Le journaliste, qui a été correspondant parlementaire à Ottawa entre 1987 et 1998, cherchait principalement à comprendre comment s'est développé chez Brian Mulroney cette quasi-obsession de la fameuse réconciliation nationale.

Et même après avoir accouché de quatre heures de matériel télévisuel (après le montage), il restait beaucoup d'éléments liés à cette question à approfondir — d'où le livre, explique M. Gendron.

«À 19 ans, ce gars-là parlait de réconciliation nationale dans son mémoire de science politique. C'est quand même quelque chose, lance-t-il. Tu te dis: 'C'est pas une vocation tardive, ça ne lui est pas venu sur le tard en se demandant quelle 'bébelle' il pourrait sortir pour faire plaisir au Québec pendant sa campagne électorale en 1984'.»

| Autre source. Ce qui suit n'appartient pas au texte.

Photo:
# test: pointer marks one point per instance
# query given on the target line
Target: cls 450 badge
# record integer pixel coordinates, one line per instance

Le thème de la réconciliation nationale a été au coeur des deux mandats de Brian Mulroney, et il aura ultimement mené à ce que le principal intéressé a identifié comme son plus grand revers politique: l'échec de l'accord de Meech.

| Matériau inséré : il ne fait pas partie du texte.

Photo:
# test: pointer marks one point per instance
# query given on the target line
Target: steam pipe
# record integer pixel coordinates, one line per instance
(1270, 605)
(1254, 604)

L'ancien politicien laisse cependant derrière lui une série de réussites non négligeables — la conclusion d'un accord sur les pluies acides, d'une entente de libre-échange avec les États-Unis, la contribution à la lutte contre le régime de l'apartheid en Afrique du Sud — et surtout, une réputation de surdoué en matière de relations interpersonnelles, selon Guy Gendron.

«Mulroney, c'est le charme irlandais, résume l'auteur. Cet homme-là a une présence, un charisme; c'est un hyperdoué des relations interpersonnelles. (...) Et en politique, il était capable d'aller racler dans tous les partis, au-delà des allégeances politiques. Il faut lui donner ça.»

La biographie «Brian Mulroney: L'homme des beaux risques» sera en vente à compter du 3 septembre.